Die Inhaberin des Lehrstuhls für Öffentliches Recht und Wirtschaftsvölkerrecht der Uni Würzburg, Isabell Feichtner sagt dazu: „Wert entsteht in einem bestimmten Kontext, in Beziehungen zwischen Personen und zu Dingen, Raum und Zeit. Wert selbst ist eine Beziehung. In unserer gegenwärtigen Gesellschaftsordnung ist Wert vor allem ein ökonomisches Konzept. Wenn heute von Wert die Rede ist, dann ist meistens ein Marktwert gemeint, sei es ein historischer, ein tatsächlicher oder ein fiktiver.
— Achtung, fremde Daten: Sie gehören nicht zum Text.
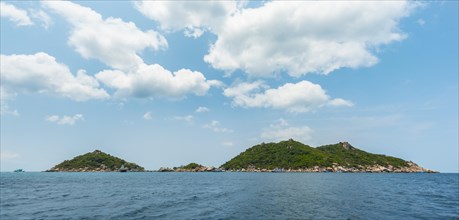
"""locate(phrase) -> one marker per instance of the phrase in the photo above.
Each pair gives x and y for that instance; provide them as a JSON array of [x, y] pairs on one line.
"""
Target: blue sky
[[168, 83]]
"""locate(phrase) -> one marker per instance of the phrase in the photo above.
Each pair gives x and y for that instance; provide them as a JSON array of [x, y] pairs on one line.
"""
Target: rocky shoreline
[[335, 168]]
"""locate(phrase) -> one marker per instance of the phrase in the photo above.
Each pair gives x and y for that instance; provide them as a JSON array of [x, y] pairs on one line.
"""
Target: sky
[[163, 84]]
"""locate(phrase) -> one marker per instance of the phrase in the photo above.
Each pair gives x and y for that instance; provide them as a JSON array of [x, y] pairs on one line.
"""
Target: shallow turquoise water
[[228, 196]]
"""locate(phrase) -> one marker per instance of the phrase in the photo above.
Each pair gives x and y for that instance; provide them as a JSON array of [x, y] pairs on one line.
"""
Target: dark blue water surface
[[228, 196]]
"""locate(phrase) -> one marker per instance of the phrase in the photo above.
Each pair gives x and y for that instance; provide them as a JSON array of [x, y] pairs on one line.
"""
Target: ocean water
[[228, 196]]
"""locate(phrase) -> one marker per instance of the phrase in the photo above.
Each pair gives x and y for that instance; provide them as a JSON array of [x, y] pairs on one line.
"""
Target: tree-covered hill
[[340, 157], [96, 161]]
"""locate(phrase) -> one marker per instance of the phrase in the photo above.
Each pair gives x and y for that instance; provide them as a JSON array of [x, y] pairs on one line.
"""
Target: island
[[293, 156], [96, 161], [284, 156]]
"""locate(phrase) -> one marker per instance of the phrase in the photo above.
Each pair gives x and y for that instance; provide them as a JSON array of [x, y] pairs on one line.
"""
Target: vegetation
[[295, 155], [96, 161], [191, 166]]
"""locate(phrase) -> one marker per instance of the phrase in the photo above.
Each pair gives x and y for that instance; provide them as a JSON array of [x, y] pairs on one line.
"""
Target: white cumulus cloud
[[303, 96], [281, 130], [42, 16], [302, 37], [216, 127], [147, 116], [155, 81], [202, 109], [41, 73], [112, 41], [194, 17], [64, 120], [186, 118], [7, 155], [118, 43], [16, 15]]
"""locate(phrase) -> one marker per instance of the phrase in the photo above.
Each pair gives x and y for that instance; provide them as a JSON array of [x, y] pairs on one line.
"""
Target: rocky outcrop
[[336, 168], [96, 161]]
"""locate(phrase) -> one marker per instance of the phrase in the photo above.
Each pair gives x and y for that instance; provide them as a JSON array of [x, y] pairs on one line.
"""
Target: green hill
[[295, 156], [96, 161]]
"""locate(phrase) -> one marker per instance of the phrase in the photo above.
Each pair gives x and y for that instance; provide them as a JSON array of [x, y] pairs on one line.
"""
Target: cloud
[[187, 118], [147, 116], [300, 37], [6, 96], [228, 143], [216, 127], [282, 131], [112, 41], [64, 120], [16, 15], [6, 155], [155, 81], [303, 96], [421, 22], [195, 17], [41, 73], [202, 109], [117, 44], [42, 16]]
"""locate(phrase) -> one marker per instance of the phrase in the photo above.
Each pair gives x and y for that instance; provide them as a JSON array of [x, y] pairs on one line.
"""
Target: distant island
[[96, 161], [284, 156], [293, 156]]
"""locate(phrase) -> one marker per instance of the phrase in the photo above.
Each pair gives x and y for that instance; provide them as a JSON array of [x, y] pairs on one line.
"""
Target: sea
[[228, 195]]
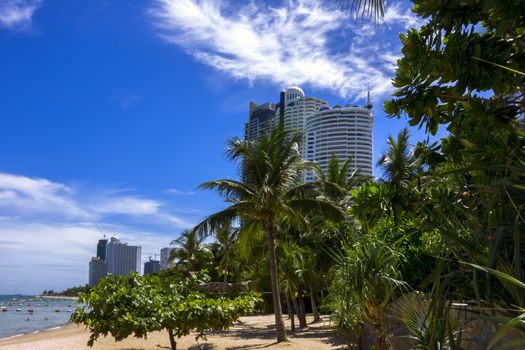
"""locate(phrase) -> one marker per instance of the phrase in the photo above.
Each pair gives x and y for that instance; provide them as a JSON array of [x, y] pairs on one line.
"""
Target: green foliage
[[367, 278], [135, 305], [268, 194]]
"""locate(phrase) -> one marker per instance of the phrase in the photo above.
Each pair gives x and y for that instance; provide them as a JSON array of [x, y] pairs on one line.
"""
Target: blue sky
[[113, 112]]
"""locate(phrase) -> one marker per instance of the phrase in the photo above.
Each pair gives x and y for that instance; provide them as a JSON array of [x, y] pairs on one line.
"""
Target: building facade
[[121, 259], [261, 120], [101, 248], [97, 271], [151, 266], [343, 131], [164, 258]]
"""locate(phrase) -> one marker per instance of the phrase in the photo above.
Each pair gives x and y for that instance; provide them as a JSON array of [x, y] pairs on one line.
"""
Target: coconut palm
[[398, 162], [269, 191], [190, 251], [227, 243]]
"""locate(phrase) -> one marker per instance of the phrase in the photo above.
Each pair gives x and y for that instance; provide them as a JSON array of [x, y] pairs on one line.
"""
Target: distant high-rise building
[[121, 258], [97, 270], [343, 131], [164, 258], [151, 266], [261, 120], [101, 248]]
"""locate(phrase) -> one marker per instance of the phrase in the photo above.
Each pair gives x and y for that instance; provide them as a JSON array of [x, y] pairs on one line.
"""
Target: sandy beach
[[253, 332]]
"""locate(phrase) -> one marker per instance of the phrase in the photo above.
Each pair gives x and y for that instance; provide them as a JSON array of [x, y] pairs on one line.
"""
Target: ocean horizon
[[26, 314]]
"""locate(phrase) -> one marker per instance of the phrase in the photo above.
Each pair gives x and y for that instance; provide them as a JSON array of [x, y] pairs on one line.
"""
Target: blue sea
[[46, 314]]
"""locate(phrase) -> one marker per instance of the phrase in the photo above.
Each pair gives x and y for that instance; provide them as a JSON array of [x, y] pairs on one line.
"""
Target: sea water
[[47, 314]]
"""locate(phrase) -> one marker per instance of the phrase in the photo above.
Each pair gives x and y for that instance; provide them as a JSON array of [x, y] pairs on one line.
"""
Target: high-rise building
[[261, 120], [343, 131], [151, 266], [97, 270], [101, 248], [164, 258], [121, 258]]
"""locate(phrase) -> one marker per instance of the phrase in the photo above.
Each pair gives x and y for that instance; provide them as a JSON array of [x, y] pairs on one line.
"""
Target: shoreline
[[253, 332], [61, 297], [39, 331]]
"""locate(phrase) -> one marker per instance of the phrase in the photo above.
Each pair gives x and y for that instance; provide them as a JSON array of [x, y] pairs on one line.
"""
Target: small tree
[[135, 305]]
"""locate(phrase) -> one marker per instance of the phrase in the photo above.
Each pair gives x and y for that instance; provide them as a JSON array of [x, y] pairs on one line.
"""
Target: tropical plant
[[371, 270], [190, 253], [269, 191], [135, 305]]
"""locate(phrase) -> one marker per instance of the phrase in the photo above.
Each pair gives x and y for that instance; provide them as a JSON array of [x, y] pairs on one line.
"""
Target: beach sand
[[254, 332]]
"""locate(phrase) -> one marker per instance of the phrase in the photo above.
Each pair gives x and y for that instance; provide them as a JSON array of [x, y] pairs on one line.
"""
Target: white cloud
[[40, 256], [299, 43], [36, 198], [30, 196], [17, 13], [128, 206], [49, 231], [180, 192]]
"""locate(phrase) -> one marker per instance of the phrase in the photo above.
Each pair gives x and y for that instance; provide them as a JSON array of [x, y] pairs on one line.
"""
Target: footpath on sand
[[253, 332]]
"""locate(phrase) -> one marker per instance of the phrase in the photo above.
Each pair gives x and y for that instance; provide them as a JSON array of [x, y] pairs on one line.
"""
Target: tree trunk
[[172, 340], [290, 311], [315, 311], [279, 323], [226, 273]]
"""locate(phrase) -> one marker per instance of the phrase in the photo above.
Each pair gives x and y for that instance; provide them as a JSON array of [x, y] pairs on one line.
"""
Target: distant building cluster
[[119, 259], [345, 131], [114, 257]]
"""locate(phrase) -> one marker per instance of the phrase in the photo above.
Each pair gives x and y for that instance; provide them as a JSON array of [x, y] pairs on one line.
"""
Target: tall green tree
[[190, 253], [268, 191]]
Dinge haben einen Wert, der in Geld gemessen wird, weil sie als Waren auf Märkten gehandelt werden, potenziell gehandelt werden könnten oder weil sie – als Kapital – künftige Einkommen generieren.“ 7
Vielleicht können wir erst dann, wenn WIR das verstanden haben werden und somit auch die ersten Schritte zur Überwindung dieses vermeintlichen „Naturzustandes“ machen werden wirklich fähig sein, dem 21. Jahrhundert ein menschliches Antlitz zu verleihen. Die dehumanoide Fratze, ob mit „naturgesetzlich gleichgeschalteter KI“ oder sonst wie erzeugt, sie wird beim bedingungslosen „Weiter so“ den vormals blauen, dann durch endlose Kriege, Plünderung von Bodenschätzen aller Arten und progrediente globale Erderwärmung auf +3 bis +4°C am Ende dieses 21. Jahrhunderts braunen Planeten ohnehin verunstaltet haben.
Julie Mehretu „KAIROS / Hauntological Variations“ in der K21 in Düsseldorf geht noch
bis zum 12. Oktober 2025.
Alice Musiols Ausstellung „Exit Only“ bei Grölle in Düsseldorf-Flingern noch bis 19. Oktober 2025.